Creative capability build
In a panel discussion after Hegarty’s keynote, Telstra CMO Brent Smart backed Hegarty’s views and said marketers were primarily responsible for driving the role of creativity in their organisations. “Marketers get the work they deserve,” he said. At Telstra, Smart said the business had to “build creative capability” and it wasn’t found in a “magic black box”.
He said Telstra spent tens of millions of dollars on media and because it was such a large investment “and that’s where most of the money goes, we spend a lot of time measuring it.”
The same went for marketing technology at Telstra. “If I look at my leadership team at Telstra, look at the capabilities, we’ve got immediate capability on martech, all this capability across different areas and then there’s creative – it’s like ‘the agency does that’.”
Wrong, said Smart.
“You’ve got to treat creativity like a capability. We should be training marketers, coaching marketers, teaching what great looks like. The creative capability is the most important capability in any marketing department. But we don’t treat it as such, and I think that’s part of the problem.”
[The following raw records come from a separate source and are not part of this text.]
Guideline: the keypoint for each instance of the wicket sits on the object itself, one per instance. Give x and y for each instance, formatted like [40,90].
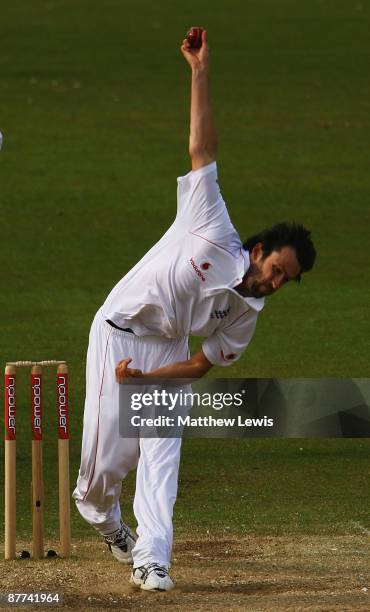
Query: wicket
[37,467]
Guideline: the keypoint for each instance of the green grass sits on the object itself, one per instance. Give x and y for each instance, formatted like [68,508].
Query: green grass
[94,110]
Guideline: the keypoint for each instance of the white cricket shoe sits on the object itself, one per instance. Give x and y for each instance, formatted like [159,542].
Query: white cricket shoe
[120,543]
[152,577]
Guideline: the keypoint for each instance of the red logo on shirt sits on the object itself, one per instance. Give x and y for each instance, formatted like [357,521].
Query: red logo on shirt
[197,269]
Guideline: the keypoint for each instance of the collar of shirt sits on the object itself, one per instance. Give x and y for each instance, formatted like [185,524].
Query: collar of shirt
[235,276]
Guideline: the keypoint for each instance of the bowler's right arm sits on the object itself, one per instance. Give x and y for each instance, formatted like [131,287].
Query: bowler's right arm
[203,137]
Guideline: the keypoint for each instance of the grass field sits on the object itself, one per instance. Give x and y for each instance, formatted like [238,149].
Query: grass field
[94,110]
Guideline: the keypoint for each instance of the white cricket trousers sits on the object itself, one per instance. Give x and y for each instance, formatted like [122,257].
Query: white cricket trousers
[106,458]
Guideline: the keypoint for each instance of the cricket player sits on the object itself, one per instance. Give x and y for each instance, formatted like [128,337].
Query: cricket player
[197,280]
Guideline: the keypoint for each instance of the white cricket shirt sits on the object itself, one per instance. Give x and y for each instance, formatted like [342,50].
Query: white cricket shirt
[184,285]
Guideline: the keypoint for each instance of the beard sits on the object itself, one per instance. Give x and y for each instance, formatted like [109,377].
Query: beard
[254,286]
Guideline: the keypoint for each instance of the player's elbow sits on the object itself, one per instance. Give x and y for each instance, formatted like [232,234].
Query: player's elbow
[201,157]
[204,150]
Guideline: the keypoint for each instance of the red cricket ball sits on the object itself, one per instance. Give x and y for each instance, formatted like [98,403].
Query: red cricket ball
[194,37]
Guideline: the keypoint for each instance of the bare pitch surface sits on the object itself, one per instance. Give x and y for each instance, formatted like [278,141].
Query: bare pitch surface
[254,573]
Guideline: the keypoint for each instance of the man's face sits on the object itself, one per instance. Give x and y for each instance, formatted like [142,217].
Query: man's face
[267,274]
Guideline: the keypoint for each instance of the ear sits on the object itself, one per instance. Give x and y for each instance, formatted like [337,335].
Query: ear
[257,252]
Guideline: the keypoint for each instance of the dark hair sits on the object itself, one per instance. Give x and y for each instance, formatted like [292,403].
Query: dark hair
[286,234]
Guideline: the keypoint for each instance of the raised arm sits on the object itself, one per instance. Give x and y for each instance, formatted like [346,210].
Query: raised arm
[203,138]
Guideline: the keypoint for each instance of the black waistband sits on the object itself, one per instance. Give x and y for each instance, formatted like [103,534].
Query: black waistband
[120,328]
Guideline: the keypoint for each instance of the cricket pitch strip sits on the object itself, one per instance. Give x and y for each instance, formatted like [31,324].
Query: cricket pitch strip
[251,573]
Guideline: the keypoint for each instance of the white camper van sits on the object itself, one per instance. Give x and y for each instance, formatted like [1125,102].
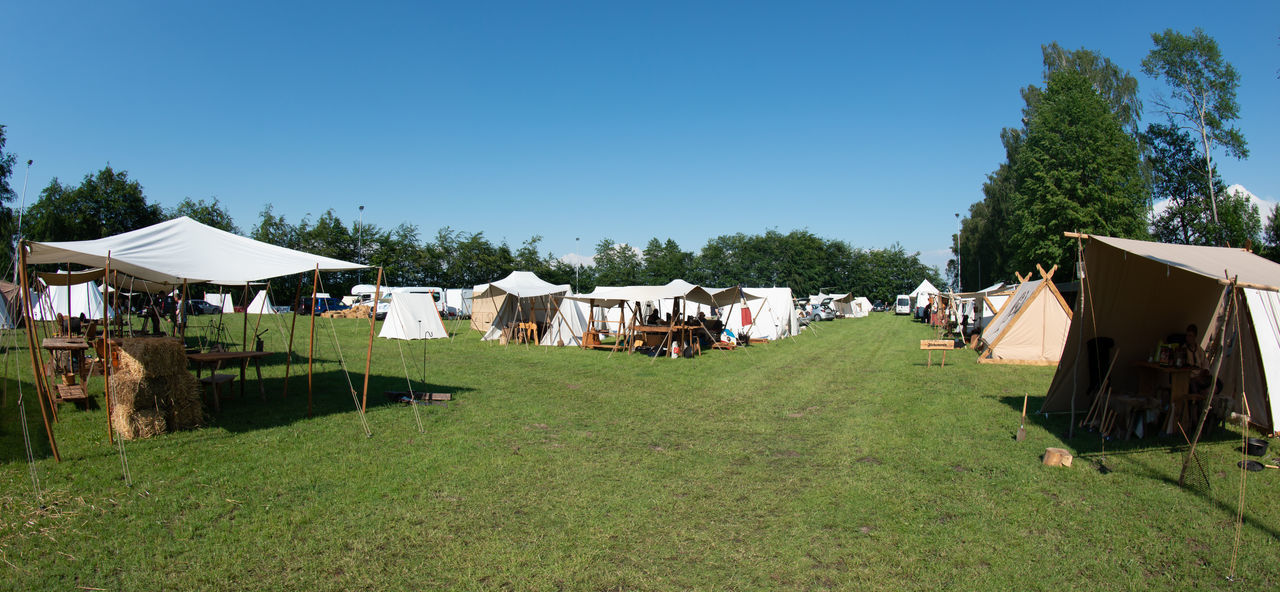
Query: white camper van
[904,304]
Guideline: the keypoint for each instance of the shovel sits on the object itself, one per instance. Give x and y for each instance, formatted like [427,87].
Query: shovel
[1022,424]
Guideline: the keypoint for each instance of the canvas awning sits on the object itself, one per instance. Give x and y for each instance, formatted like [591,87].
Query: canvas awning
[182,250]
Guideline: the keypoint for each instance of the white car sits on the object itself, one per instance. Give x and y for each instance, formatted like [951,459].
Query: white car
[904,304]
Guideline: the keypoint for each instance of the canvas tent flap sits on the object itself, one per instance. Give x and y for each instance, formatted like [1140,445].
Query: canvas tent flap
[412,317]
[184,249]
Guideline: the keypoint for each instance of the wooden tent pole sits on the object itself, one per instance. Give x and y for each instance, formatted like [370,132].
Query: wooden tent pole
[311,336]
[106,349]
[369,353]
[37,372]
[245,331]
[288,355]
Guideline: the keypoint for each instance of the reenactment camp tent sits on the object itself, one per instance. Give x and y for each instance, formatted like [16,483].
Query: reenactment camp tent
[521,296]
[83,299]
[1031,328]
[1120,308]
[261,304]
[412,317]
[220,300]
[862,308]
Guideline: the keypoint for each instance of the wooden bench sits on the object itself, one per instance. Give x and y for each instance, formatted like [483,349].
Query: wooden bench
[937,345]
[216,382]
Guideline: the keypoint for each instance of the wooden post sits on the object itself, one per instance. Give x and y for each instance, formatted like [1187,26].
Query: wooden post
[37,372]
[106,347]
[369,354]
[311,336]
[288,355]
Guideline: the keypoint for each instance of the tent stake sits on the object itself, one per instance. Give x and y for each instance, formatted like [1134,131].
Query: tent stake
[37,372]
[369,354]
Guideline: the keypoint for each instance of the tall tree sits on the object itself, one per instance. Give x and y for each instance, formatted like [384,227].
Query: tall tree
[1202,95]
[104,204]
[206,213]
[1078,171]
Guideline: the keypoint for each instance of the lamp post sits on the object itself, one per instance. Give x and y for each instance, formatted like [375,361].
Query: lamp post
[959,227]
[17,242]
[360,242]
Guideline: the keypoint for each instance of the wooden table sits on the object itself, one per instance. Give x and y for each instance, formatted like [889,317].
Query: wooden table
[218,358]
[1150,378]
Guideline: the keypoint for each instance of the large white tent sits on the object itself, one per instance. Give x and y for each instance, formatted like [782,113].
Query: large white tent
[184,250]
[412,317]
[1137,292]
[83,299]
[220,300]
[519,296]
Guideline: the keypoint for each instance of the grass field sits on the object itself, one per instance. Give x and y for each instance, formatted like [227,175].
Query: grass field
[831,460]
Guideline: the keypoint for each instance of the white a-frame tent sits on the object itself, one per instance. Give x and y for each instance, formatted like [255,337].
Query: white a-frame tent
[412,317]
[261,304]
[1031,328]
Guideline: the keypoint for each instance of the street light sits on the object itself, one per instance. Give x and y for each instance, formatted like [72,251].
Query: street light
[959,227]
[360,244]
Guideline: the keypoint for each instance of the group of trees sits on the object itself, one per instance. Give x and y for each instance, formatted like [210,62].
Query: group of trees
[1082,162]
[108,203]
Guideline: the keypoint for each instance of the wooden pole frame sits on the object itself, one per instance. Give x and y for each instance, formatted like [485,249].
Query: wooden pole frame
[369,353]
[37,372]
[311,337]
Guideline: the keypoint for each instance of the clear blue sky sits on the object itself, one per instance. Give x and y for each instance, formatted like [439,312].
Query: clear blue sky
[872,124]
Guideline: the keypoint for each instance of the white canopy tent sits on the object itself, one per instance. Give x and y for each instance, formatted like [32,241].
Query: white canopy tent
[519,296]
[412,317]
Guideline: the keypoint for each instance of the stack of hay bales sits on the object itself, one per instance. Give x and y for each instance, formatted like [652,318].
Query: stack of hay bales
[357,312]
[152,391]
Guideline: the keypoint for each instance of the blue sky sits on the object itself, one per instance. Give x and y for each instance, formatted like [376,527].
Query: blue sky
[872,124]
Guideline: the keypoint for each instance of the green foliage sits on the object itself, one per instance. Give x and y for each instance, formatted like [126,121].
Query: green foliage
[1178,174]
[1078,171]
[1202,98]
[104,204]
[205,213]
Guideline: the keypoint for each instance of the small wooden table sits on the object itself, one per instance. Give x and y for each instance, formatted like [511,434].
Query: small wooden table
[1179,387]
[218,358]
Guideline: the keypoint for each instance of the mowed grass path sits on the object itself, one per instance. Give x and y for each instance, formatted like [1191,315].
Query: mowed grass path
[831,460]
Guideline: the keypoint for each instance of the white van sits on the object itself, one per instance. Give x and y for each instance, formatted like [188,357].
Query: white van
[904,304]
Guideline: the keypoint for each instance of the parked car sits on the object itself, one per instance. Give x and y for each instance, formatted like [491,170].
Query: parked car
[904,304]
[321,305]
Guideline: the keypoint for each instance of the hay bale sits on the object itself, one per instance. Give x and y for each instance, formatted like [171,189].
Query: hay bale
[133,424]
[152,391]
The question for me is, there's so much evidence that great creativity drives more efficient media – but we still don't do it as often as we should. That's the thing for me that I don't fully understand.
De-risk delusion
Smart said another problem in corporate environments is “we spend all our time trying to de-risk things. The creative act is inherently risky. For creativity to thrive, you need people to stick their neck out. I think it’s totally on marketers, not agencies”.
Smart said a two year initiative at Telstra around creative excellence had polarised the team but the overall creative capability was being measured and is on the rise.
“We can see a tangible lift. Where we’re really seeing the lift is in the smaller things that are really easy to walk by in the marketing department. If you really mean what you say about creativity, then you’ve got to care about everything.”
Perhaps surprisingly, even a top media agency executive is backing the creative mantra.
“You spend lots and lots of money on media but if you put great ideas into great media, you can spend less,” Publicis Groupe Chief Media Officer Imogen Hewitt said on the panel. She backed Smart’s point on risk.
“We are trained to be very risk averse and so it’s more difficult to sell in great leaps of faith, an interesting idea, than it is to sell in things where we have got so sophisticated that we can pretty effectively predict what will be the outcome of a media campaign. It’s very difficult to do that with a creative campaign. The question for me is, there’s so much evidence that great creativity drives more efficient media – but we still don’t do it as often as we should. That’s the thing for me that I don’t fully understand.”
Which led right back to the British Knight, who quipped. “Group think, group default. We need more creative people leading companies.”